Contributi all’Arta, Mazzocca capovolge le accuse
PESCARA. «La mancata approvazione del bilancio dell'Arta (agenzia regionale per l’ambiente) è stata determinata dalla ritardata adozione della variazione di bilancio della stessa agenzia. Ciò non ha...
PESCARA. «La mancata approvazione del bilancio dell'Arta (agenzia regionale per l’ambiente) è stata determinata dalla ritardata adozione della variazione di bilancio della stessa agenzia. Ciò non ha finora consentito agli uffici regionali di procedere con la liquidazione del contributo assegnato ad Arta per l'anno 2016». Lo afferma, in una nota, il sottosegretario della Regione Mario Mazzocca, in replica alle accuse sul disimpegno della Regione.

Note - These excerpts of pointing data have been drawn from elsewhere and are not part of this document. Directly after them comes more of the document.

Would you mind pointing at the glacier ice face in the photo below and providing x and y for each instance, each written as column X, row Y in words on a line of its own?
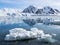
column 20, row 33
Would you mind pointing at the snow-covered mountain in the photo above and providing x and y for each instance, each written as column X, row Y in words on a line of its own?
column 30, row 9
column 45, row 10
column 9, row 11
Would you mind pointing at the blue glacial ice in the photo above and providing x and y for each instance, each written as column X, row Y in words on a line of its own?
column 20, row 33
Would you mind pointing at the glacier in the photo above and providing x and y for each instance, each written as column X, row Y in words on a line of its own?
column 21, row 34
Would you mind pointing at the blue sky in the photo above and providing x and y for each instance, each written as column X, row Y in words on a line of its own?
column 25, row 3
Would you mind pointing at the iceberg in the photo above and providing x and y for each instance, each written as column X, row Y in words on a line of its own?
column 22, row 34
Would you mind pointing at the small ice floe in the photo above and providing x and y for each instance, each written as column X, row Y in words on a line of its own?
column 20, row 33
column 54, row 34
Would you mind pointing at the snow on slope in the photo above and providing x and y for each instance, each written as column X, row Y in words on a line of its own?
column 4, row 11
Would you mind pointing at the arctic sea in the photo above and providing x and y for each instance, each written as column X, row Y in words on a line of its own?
column 50, row 29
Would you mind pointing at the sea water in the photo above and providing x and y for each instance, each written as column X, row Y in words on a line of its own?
column 50, row 29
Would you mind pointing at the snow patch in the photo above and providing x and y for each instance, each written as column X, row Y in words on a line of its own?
column 20, row 33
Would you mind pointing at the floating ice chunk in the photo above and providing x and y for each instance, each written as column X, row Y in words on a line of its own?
column 54, row 34
column 20, row 33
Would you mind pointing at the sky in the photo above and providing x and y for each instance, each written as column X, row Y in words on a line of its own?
column 21, row 4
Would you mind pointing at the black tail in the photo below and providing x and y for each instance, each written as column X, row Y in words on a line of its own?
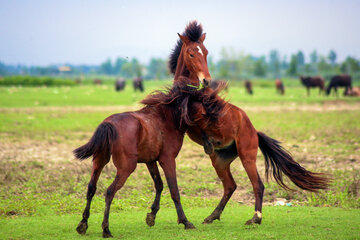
column 281, row 161
column 100, row 142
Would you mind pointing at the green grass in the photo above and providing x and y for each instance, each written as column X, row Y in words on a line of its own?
column 278, row 223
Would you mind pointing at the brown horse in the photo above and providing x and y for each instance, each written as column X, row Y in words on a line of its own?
column 150, row 135
column 120, row 84
column 279, row 86
column 248, row 87
column 340, row 81
column 232, row 135
column 313, row 82
column 138, row 84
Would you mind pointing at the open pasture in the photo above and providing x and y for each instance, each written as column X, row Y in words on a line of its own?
column 43, row 188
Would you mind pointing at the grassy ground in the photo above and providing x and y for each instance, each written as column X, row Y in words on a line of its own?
column 43, row 187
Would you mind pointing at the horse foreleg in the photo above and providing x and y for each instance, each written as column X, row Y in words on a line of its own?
column 155, row 174
column 98, row 165
column 168, row 165
column 119, row 181
column 222, row 168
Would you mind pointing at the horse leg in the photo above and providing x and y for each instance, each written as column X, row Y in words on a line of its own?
column 222, row 168
column 155, row 174
column 248, row 159
column 168, row 165
column 121, row 176
column 98, row 164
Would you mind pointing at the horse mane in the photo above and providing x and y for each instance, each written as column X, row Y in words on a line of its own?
column 180, row 99
column 193, row 31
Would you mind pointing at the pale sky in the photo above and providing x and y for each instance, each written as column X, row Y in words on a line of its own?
column 88, row 32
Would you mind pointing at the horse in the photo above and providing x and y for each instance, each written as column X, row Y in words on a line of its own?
column 313, row 82
column 214, row 84
column 339, row 81
column 279, row 86
column 138, row 84
column 153, row 134
column 232, row 135
column 97, row 81
column 248, row 87
column 120, row 84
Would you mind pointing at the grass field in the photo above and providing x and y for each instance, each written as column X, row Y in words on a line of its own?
column 43, row 188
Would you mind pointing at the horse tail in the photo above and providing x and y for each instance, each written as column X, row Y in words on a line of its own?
column 281, row 161
column 100, row 142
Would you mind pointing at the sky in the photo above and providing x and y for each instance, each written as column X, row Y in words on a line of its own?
column 89, row 32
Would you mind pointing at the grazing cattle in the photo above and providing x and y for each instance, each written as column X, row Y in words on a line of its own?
column 313, row 82
column 138, row 84
column 120, row 84
column 248, row 86
column 215, row 83
column 354, row 92
column 97, row 81
column 340, row 81
column 279, row 86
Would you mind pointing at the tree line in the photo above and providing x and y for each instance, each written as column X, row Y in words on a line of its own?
column 232, row 65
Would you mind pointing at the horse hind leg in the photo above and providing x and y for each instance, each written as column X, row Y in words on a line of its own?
column 119, row 181
column 222, row 168
column 155, row 174
column 248, row 159
column 98, row 164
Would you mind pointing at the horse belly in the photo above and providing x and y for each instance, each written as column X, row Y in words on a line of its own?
column 150, row 145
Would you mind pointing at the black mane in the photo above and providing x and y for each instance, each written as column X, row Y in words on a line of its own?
column 193, row 31
column 180, row 99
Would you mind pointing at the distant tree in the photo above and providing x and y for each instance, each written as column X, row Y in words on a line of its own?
column 274, row 63
column 106, row 67
column 157, row 69
column 292, row 70
column 260, row 67
column 136, row 67
column 332, row 57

«Per quanto riguarda la quantificazione del contributo annuale all'Arta», viene precisato poi nella stessa nota, «oltre all'aspetto delle politiche di bilancio, vanno tenuti in debito conto altri elementi, anche in considerazione del fatto che le attività dell'Agenzia vanno, per legge, preventivamente concertate con l'ente Regione».
In via preliminare, Mazzoccza evidenzia che il contributo che la Regione eroga ogni anno all’Arta, guidata da Mario Amicone, si compone di due voci: una quota del Fondo sanitario regionale destinata al finanziamento dei controlli ambientali; un contributo annuale per lo svolgimento delle attività ordinarie determinato con legge di bilancio.
«L'importo complessivo dei due trasferimenti è di 13.246.000 euro con una differenza, rispetto alla precedente annualità, di 750mila euro in meno, pari al 5% dell'ammontare complessivo di risorse trasferite», spiega il Sottosegretario sottolineando come negli anni precedenti al 2015, il contributo non abbia mai superato 1.200.000 euro.
Il 19 aprile scorso l’Arta si era lamentata della mancata erogazione del contributo 2016 per quanto riguarda la quota di competenza del settore ambiente, pari a 750mila euro. Mazzocca in questo caso precisa che la liquidazione non è stata effettuata in quanto il bilancio di previsione dell'Arta è stato trasmesso in ritardo e la Regione non l’ha potuto inserire nel suo bilancio di previsione.
«Inoltre, il contributo di funzionamento dell'Arta è stato quantificato in 750mila euro e, dato che tale previsione è decisamente inferiore allo stanziamento previsto in bilancio dall'Agenzia, è stato comunicato che entro 30 giorni fossero adottati i necessari provvedimenti di variazione, pena commissariamento. Nonostante la disposizione di legge e specifiche comunicazioni», conclude il Sottosegretario, «l'Arta ha provveduto alla necessaria variazione di bilancio solo pochi giorni fa».